The use of methanotrophs as industrial microorganisms is an attractive method of producing value-added chemicals while utilizing excess atmospheric methane. The economic feasibility of this approach depends upon successful metabolic engineering strategies, which in turn depends on an in-depth knowledge of methanotrophic metabolism and its regulation. The expression of the two forms of MDH is an example of regulation that could have an impact on metabolic engineering. Here we identified an additional regulator, the histidine kinase MxaY, of the lanthanide-mediated MDH switch in M. buryatense. We identified a SNP located outside of the conserved histidine kinase region that allows for constitutive activation of MxaY. This information could potentially lead to identification of a lanthanide response or binding domain. Currently, there is great interest in studying the role of lanthanides in methylotrophic metabolism and identification of a lanthanide sensor and binding domain may result in the discovery of additional lanthanide-mediated functions in methylotrophic microorganisms.
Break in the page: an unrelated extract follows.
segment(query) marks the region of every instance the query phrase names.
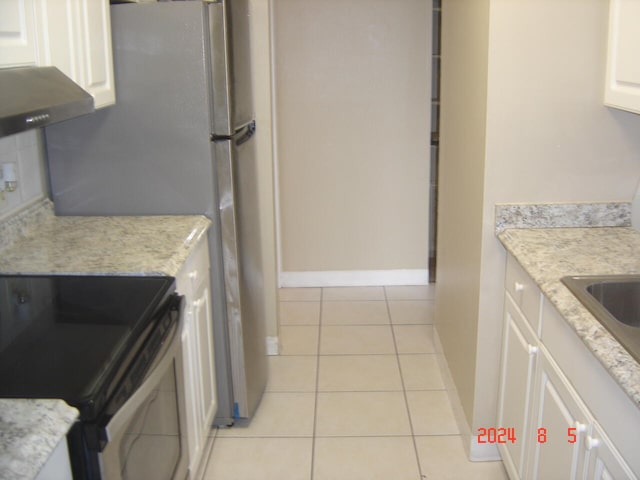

Complementation of ΔmxaY restores lanthanide-mediated MDH gene expression
Real-time qRT-PCR was performed on RNA harvested from the ΔmxaY wild-type complementation strain (FC77) grown in the presence or absence of 30 µM lanthanum. Results shown represent the fold change in gene expression in cells grown in the presence of lanthanum compared to gene expression in cells grown in the absence of lanthanum. Gene expression was normalized to 16S rRNA transcript levels. Unpaired t-tests were used to determine significance in gene expression levels between the two conditions tests (∗∗∗p < 0.001, ∗∗p < 0.01). Data represent the means from three replicates and error bars represent standard deviations. La3+, lanthanum.
Predicted response regulator METBUDRAFT_1817 is not required for lanthanide-mediated MDH switch
Real-time qRT-PCR was performed on RNA harvested from Δ MBURv2_1817 (FC70) M. buryatense 5GB1C cells cultivated in the presence or absence of 30 µM lanthanum. Results shown represent the fold change in gene expression in cells grown in the presence of lanthanum compared to gene expression in cells grown in the absence of lanthanum. Gene expression was normalized to 16S rRNA transcript levels. Unpaired t-tests were used to determine significance in gene expression levels between the two conditions tests (∗∗p < 0.01). Data represent the means from three replicates and error bars represent standard deviations. La3+, lanthanum.